AIM To obtain an in-depth understanding of the complex mechanisms underlying fibrosis, and more specifically, the potential mechanisms-of-action of adipose-derived stomal cells (ADSCs) in realizing their anti-fibrotic effect.
METHODS A systematic review of the literature using PubMed, Embase and Web of Science was performed by two independent reviewers.
RESULTS The injection of fat grafts into fibrotic tissue, releases ADSC into the environment. ADSCs’ capacity to directly differentiate into key cell types (e.g., ECs, fibroblasts), as well as to secrete multiple paracrine factors (e.g., hepatocyte growth factor, basis fibroblast growth factor, IL-10), allows them to alter different mechanisms underlying fibrosis in a combined approach. ADSCs favor ECM degradation by impacting the fibroblast-to-myofibroblast differentiation, favoring matrix metalloproteinases over tissue inhibitors of metalloproteinases, positively influencing collagen organization, and inhibiting the pro-fibrotic effects of transforming growth factor-β1. Furthermore, they impact elements of both the innate and adaptive immune response system, and stimulate angiogenesis on the site of injury (through secretion of pro-angiogenic cytokines like stromal cell-derived factor-1 and vascular endothelial growth factor).

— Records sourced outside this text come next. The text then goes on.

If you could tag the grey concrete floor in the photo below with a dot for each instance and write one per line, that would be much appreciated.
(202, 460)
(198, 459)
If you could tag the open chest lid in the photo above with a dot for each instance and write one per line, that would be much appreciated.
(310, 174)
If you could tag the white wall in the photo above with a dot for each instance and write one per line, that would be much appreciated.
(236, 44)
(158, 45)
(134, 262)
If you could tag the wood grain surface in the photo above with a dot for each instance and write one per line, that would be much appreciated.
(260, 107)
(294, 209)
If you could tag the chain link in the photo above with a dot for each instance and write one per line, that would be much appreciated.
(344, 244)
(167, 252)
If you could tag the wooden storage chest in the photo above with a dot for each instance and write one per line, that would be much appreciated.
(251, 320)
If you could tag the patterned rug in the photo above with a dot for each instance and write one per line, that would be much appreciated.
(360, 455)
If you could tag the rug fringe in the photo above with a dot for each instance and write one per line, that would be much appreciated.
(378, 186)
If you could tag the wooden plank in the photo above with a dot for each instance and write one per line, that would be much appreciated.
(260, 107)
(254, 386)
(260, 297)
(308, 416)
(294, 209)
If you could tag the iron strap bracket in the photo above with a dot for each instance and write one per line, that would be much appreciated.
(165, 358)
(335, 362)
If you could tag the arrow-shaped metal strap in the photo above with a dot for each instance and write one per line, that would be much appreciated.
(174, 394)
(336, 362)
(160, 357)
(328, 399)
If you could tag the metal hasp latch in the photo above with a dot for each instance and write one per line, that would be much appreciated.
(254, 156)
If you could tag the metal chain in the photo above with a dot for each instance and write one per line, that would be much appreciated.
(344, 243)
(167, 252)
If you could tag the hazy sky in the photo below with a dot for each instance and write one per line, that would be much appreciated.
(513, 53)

CONCLUSION This review shows that understanding the complex interactions of ECM accumulation, immune response and vascularization, is vital to fibrosis treatments’ effectiveness like fat grafting. It details how ADSCs intelligently steer this complex system in an anti-fibrotic or pro-angiogenic direction, without falling into extreme dilation or stimulation of a single aspect. Detailing this combined approach, has brought fat grafting one step closer to unlocking its full potential as a non-anecdotal treatment for fibrosis.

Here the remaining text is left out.